生徒会の仕事をしていたら部活に遅れてしまった(バドミントン部)。
体育館に駆け込み、素振りやフットワークの練習をしている皆の邪魔にならないよう、ステージの上で準備運動をしていると……。
体育館の出入り口の敷居の上に、おかっぱ頭の丸顔の女の子の首が載っており、笑っている。
実はその体育館の出入り口は、通路から一段高くなっていたので自分は
「ん〜? あの女の子、うつぶせに寝転がって、首だけ持ち上げて敷居にのせてんのか? へんなことするなあ。大体どうして出入り口の周辺で運動しているやつらは、あの女の子のこと注意しないんだ?」
などと考えていた。
なんとなく落ち着かない気持ちで準備運動を続けていると、フットワーク練習中の後輩のラケットに隠れて、女の子の首が一瞬見えなくなり……。
出入り口が見渡せるようになると、女の子の首は既に消えていた。
そのときは
「ああ、誰も気付いてくれないから飽きちゃって、帰ったのね」
と考えたのだが、家帰ってから思い返したら、
(1)うつぶせになっていた女の子が帰ったのだとしたら、立ち上がったはず。けれど、自分はずっと出入り口を見ていたのに、彼女が立ち上がったところは見なかった。
(2)もしかすると彼女は匍匐前進で帰ったのかもしれないが、そんなことをする意味が分からない。そもそも彼女が消えた直後に別の人間が体育館に入ってきたが、そいつは何も言ってなかった。匍匐前進している女の子がいたら、何かコメントしただろうに。

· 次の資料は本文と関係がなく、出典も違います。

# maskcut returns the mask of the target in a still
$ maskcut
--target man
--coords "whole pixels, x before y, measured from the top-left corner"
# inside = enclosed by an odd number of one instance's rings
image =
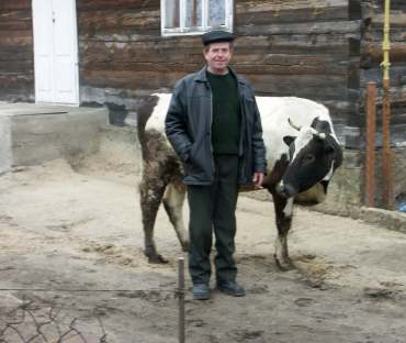
[[[259,188],[266,172],[262,129],[251,86],[228,63],[234,36],[202,36],[206,66],[177,82],[166,134],[184,166],[190,207],[189,270],[194,299],[208,299],[214,229],[217,288],[245,296],[233,257],[239,186]],[[253,184],[253,185],[252,185]]]

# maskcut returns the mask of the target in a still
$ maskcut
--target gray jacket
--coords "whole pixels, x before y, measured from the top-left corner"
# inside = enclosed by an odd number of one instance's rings
[[[241,111],[239,184],[248,186],[255,172],[267,169],[261,119],[250,84],[229,71],[238,81]],[[213,182],[211,125],[212,92],[203,68],[177,82],[165,120],[168,140],[183,163],[187,185]]]

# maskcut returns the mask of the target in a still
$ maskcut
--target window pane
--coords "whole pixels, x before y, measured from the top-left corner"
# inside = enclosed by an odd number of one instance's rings
[[[179,21],[179,0],[166,0],[165,29],[180,26]]]
[[[202,26],[202,0],[187,0],[187,27]]]
[[[208,0],[208,26],[226,24],[226,0]]]

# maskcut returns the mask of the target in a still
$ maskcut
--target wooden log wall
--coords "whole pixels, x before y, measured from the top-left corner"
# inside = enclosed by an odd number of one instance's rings
[[[0,1],[0,101],[34,101],[31,0]]]
[[[365,1],[362,11],[364,30],[361,44],[360,88],[365,97],[369,81],[377,84],[377,119],[381,129],[382,110],[382,37],[384,24],[384,0]],[[406,141],[406,1],[391,1],[391,113],[392,141]],[[362,109],[363,110],[363,109]],[[363,111],[362,111],[363,112]],[[362,123],[361,123],[362,126]],[[377,142],[381,144],[381,142]]]
[[[361,14],[352,3],[236,0],[233,66],[258,95],[322,101],[346,126],[359,99]],[[136,113],[145,95],[170,91],[204,64],[200,36],[160,36],[159,0],[80,0],[78,13],[86,103]]]

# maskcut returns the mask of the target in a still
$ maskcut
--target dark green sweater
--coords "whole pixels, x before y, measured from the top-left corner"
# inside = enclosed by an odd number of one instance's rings
[[[240,114],[237,80],[206,71],[212,89],[212,145],[215,154],[238,154]]]

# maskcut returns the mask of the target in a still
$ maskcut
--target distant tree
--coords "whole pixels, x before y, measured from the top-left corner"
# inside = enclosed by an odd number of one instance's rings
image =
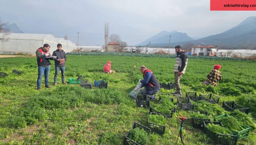
[[[9,41],[8,36],[10,34],[10,29],[7,26],[8,22],[3,22],[0,18],[0,41],[2,42],[7,42]]]
[[[186,43],[182,45],[182,49],[186,49],[187,48],[190,48],[195,46],[195,45],[192,42]]]
[[[66,35],[64,36],[64,39],[66,40],[68,40],[68,38],[67,37],[67,35]]]
[[[109,33],[109,28],[108,27],[108,23],[105,23],[104,28],[104,39],[105,45],[103,46],[104,49],[106,52],[108,52],[108,35]]]

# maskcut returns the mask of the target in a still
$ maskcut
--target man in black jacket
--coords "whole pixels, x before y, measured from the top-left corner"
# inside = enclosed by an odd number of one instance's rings
[[[53,56],[56,56],[57,58],[55,60],[55,74],[54,74],[54,82],[53,85],[57,84],[57,79],[58,78],[58,74],[60,70],[61,72],[61,79],[62,84],[66,84],[65,82],[64,72],[65,71],[65,61],[67,60],[67,57],[66,53],[63,50],[62,46],[61,44],[58,44],[57,45],[58,49],[53,51]]]
[[[41,89],[41,81],[44,74],[45,87],[51,88],[51,86],[49,85],[49,74],[50,72],[50,66],[51,65],[49,60],[53,60],[56,57],[51,57],[50,52],[49,51],[50,47],[51,47],[48,44],[45,44],[44,45],[43,47],[40,47],[36,51],[38,66],[38,76],[37,81],[37,90]]]
[[[181,50],[181,47],[178,45],[175,47],[175,52],[177,54],[174,65],[174,85],[176,87],[176,91],[172,93],[177,97],[182,96],[181,93],[180,80],[185,74],[188,64],[188,57]]]
[[[141,66],[139,67],[139,70],[144,75],[144,79],[140,80],[141,83],[140,88],[145,87],[145,89],[141,90],[141,94],[146,95],[150,100],[153,101],[156,98],[155,94],[160,90],[160,83],[152,71],[147,67]]]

(3)そういえば、敷居の上に女の子の首が現れる直前に、自分は体育館に通じる長い廊下を駆け抜けてきたのだった。そのとき、廊下には誰もいなかった。なのに、自分が体育館に入った直後に、敷居の上に、女の子の首が現れている。
ということに気付いてしまい、とても不思議だった。
ちなみにその後、部活の仲間が体育館の出入り口の脇で練習しているときに、
「足跡がする。誰か来た」
といったのに、誰も入ってこなかった事が数回あった。そのたびに仲間は扉を開けて廊下を見回し、誰もいないことに困惑していた。
その体育館も取り壊され、今はもうない。